La situazione è ancora più grave dal 15 giugno, quando l’Azerbaigian ha chiuso il checkpoint sul corridoio Lachin ai camion che portavano gli aiuti umanitari della Croce rossa internazionale. Il 27 luglio il blocco di 360 tonnellate di aiuti inviati dal governo Nikol Pashinyan all’Artsakh. Dal 29 luglio la Croce rossa ha dovuto sospendere anche il trasporto dei malati, fino ad oggi autorizzato previa comunicazione dell’elenco dei pazienti da evacuare. Da quando cioè Vagif Khachatryan, un armeno di 68 anni, è stato arrestato dalle guardie di frontiera azere al checkpoint di Lachin.

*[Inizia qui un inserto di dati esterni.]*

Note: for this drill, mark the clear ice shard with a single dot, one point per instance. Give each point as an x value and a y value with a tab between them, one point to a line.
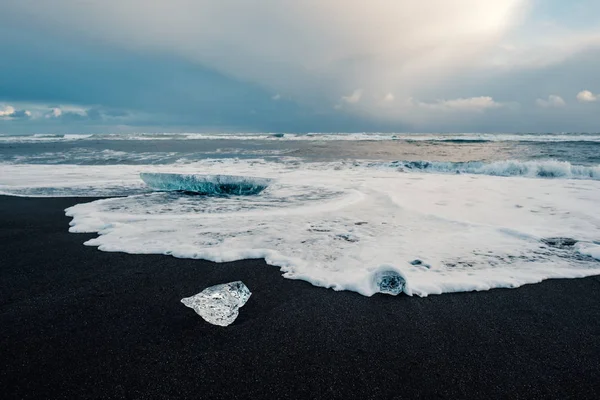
219	304
390	282
216	185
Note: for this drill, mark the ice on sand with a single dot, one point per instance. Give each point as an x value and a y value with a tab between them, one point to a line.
216	185
219	304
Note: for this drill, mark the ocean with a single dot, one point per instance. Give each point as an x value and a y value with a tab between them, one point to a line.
430	213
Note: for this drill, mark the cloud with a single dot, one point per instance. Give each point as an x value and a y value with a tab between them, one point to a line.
472	104
585	96
8	112
293	48
389	97
353	98
553	101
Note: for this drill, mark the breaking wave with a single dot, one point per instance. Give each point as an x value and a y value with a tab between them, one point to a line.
532	169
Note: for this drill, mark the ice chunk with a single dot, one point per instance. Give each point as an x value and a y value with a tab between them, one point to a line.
219	304
560	242
390	282
218	185
589	249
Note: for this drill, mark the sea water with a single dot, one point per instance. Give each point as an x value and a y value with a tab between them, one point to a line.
417	214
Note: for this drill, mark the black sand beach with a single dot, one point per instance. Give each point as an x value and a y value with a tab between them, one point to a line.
77	323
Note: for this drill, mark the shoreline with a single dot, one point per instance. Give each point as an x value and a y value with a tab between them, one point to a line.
76	322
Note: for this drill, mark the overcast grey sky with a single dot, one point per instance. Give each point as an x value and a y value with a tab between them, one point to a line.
309	65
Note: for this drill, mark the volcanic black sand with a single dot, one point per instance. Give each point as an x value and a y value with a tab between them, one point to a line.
78	323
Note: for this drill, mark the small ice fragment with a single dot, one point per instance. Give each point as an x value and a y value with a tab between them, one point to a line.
390	282
212	185
560	242
219	304
419	263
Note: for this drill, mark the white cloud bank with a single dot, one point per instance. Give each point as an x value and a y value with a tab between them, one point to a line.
553	101
315	51
585	96
8	112
473	104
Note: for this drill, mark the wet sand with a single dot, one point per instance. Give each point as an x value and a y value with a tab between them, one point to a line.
79	323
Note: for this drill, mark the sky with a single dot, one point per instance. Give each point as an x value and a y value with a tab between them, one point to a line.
71	66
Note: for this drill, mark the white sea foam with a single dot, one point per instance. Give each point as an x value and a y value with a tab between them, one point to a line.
340	227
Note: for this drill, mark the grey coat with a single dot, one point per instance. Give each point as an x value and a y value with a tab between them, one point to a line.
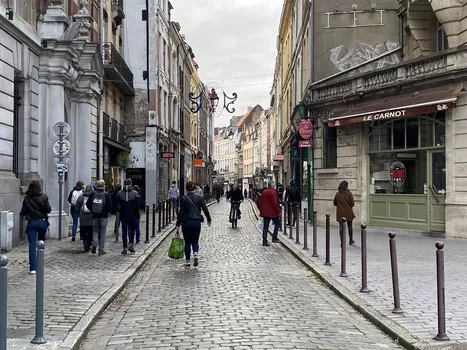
85	219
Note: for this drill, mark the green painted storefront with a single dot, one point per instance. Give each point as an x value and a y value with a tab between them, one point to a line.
418	143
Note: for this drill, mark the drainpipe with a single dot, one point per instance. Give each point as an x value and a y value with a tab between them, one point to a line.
100	114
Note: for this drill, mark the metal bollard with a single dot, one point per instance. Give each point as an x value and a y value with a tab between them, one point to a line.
159	229
328	240
305	229
147	224
297	224
441	293
153	220
39	337
395	274
286	209
3	300
364	288
315	234
343	232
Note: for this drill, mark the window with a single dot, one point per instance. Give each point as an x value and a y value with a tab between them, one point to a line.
329	147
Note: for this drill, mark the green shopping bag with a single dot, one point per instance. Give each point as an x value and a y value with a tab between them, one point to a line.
177	248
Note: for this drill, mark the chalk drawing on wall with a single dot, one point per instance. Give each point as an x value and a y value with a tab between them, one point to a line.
345	58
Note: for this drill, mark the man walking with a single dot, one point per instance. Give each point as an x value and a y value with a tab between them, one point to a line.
100	205
269	210
128	206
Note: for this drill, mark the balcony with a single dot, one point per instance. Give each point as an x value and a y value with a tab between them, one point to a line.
117	70
418	72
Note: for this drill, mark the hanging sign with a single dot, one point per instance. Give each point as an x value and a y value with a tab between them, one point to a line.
397	173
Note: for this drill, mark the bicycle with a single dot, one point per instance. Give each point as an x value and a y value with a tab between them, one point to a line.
233	216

Tempi vi aveva raccontato la sua storia qui: l’uomo si trovava a bordo di uno dei convogli che trasportavano 15 persone evacuate in Armenia dal Comitato internazionale della Croce Rossa (Icrc) quando è stato prelevato dai militari con l’accusa di aver preso parte al massacro di 25 persone nel villaggio di Meshali durante la prima guerra del Nagorno-Karabakh nel 1991. Accusa infondata secondo la famiglia e i difensori dei umani dell’Artsakh e dell’Armenia, ma che costituisce un precedente preoccupante: come Khachatryan, la maggior parte della popolazione maschile adulta del Nagorno-Karabakh ha combattuto contro l’Azerbaigian durante la guerra del 1991-94 o del 2020, e ha prestato servizio in quelli che la nota di Baku definisce «gruppi armati illegali».

«In Nagorno Karabakh è in corso un’autentica operazione di pulizia etnica»

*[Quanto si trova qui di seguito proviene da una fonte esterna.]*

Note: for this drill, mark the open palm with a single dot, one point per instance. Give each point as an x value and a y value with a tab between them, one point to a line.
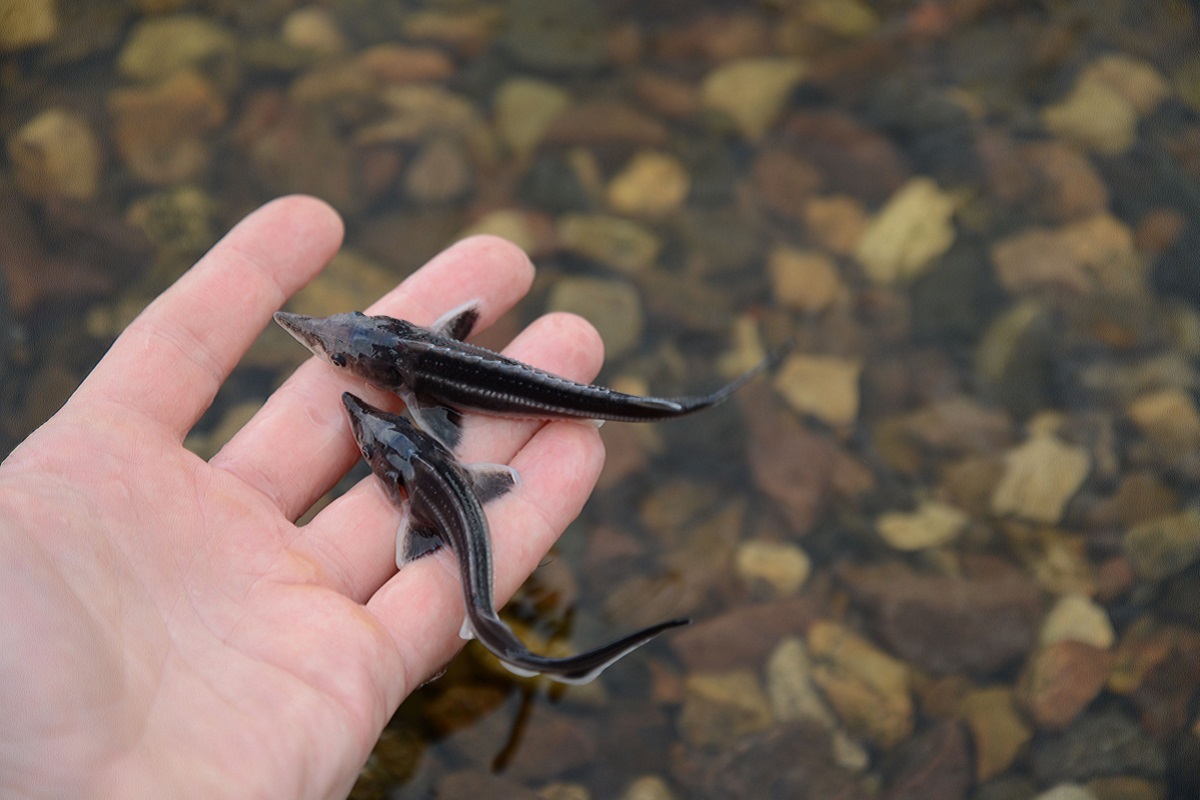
168	630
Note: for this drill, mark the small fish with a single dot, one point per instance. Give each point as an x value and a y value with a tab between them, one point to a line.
445	506
437	374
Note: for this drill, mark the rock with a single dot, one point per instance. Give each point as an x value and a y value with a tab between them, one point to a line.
743	637
1067	792
159	47
825	386
313	29
933	764
975	623
751	91
837	222
57	156
1075	618
648	787
790	686
997	731
161	130
780	565
349	282
529	230
396	64
1041	476
652	184
1095	116
1097	745
606	121
930	525
784	182
802	470
1165	546
556	36
804	280
719	708
1138	82
525	109
27	23
868	689
615	307
1168	417
1038	258
1061	680
439	173
909	233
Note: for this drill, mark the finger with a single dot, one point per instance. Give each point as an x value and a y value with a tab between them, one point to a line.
169	362
354	536
304	420
421	606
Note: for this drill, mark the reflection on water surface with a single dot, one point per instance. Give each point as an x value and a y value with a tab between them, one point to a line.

Qualcuno che riesce a raggiungere Erevan c’è, ha spiegato un funzionario governativo alla Stampa, ma ad un prezzo altissimo: «Gli ammalati e i loro accompagnatori sono stati sottoposti a procedure di controllo umilianti e a trattamenti degradanti: li hanno filmati e successivamente le immagini sono state sfruttate dalla propaganda azera per dimostrare la normale apertura del Corridoio di Lachin. Ma era tutto falso». Tutte le azioni intraprese dall’Azerbaijan in questi mesi, denuncia il ministro degli esteri armeno ripreso dal quotidiano torinese, dalle manifestazioni dei finti ecoattivisti all’installazione del posto di blocco illegale a Lachin, «sono state pianificate per rendere impossibile la vita alla nostra popolazione: in Nagorno Karabakh è in corso un’autentica operazione di pulizia etnica».

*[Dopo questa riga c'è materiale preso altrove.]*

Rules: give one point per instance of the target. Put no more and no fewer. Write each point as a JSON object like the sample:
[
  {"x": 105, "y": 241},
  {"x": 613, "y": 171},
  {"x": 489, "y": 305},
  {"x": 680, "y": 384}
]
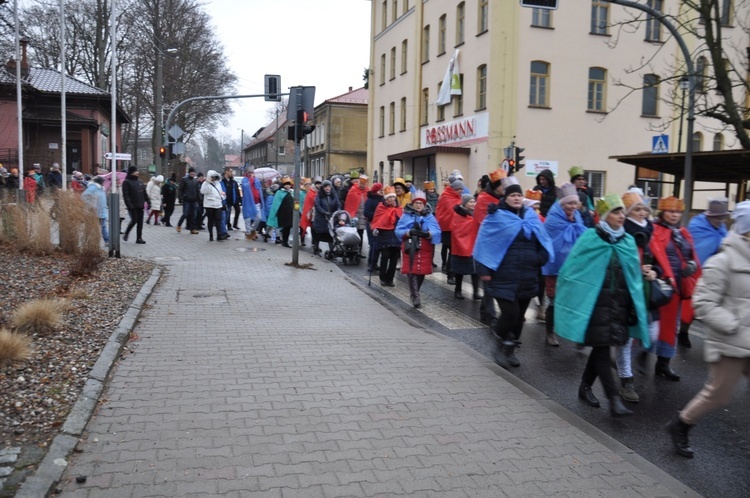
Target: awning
[
  {"x": 429, "y": 151},
  {"x": 726, "y": 166}
]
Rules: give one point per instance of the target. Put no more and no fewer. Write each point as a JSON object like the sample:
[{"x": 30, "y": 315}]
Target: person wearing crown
[
  {"x": 674, "y": 251},
  {"x": 419, "y": 232},
  {"x": 564, "y": 226},
  {"x": 511, "y": 247},
  {"x": 599, "y": 299}
]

Una Shoa, quella armena, che dura da 108 anni, ricorda la scrittrice Antonia Arslan che sempre sulla Stampa firma un intervento sui nuovi scenari aperti per lo studio e la comprensione del Metz Yeghèrn, il genocidio degli armeni, e per l’indagine sullo stretto collegamento esistente con l’olocausto ebraico. Un filone affrontato da I peccati dei padri. Negazionismo turco e genocidio armeno (Guerini, 2018) della filosofa americana Siobhan Nash-Marshall e Giustificare il Genocidio. La Germania, gli Armeni e gli Ebrei da Bismarck a Hitler dello storico tedesco Stefan Ihrig, anche’esso uscito in questi giorni per Guerini. Due libri che portano alla luce «una verità che in molti ancora negano. Un filo lega i massacri degli ebrei da parte dei nazisti a quelli subiti dal mio popolo».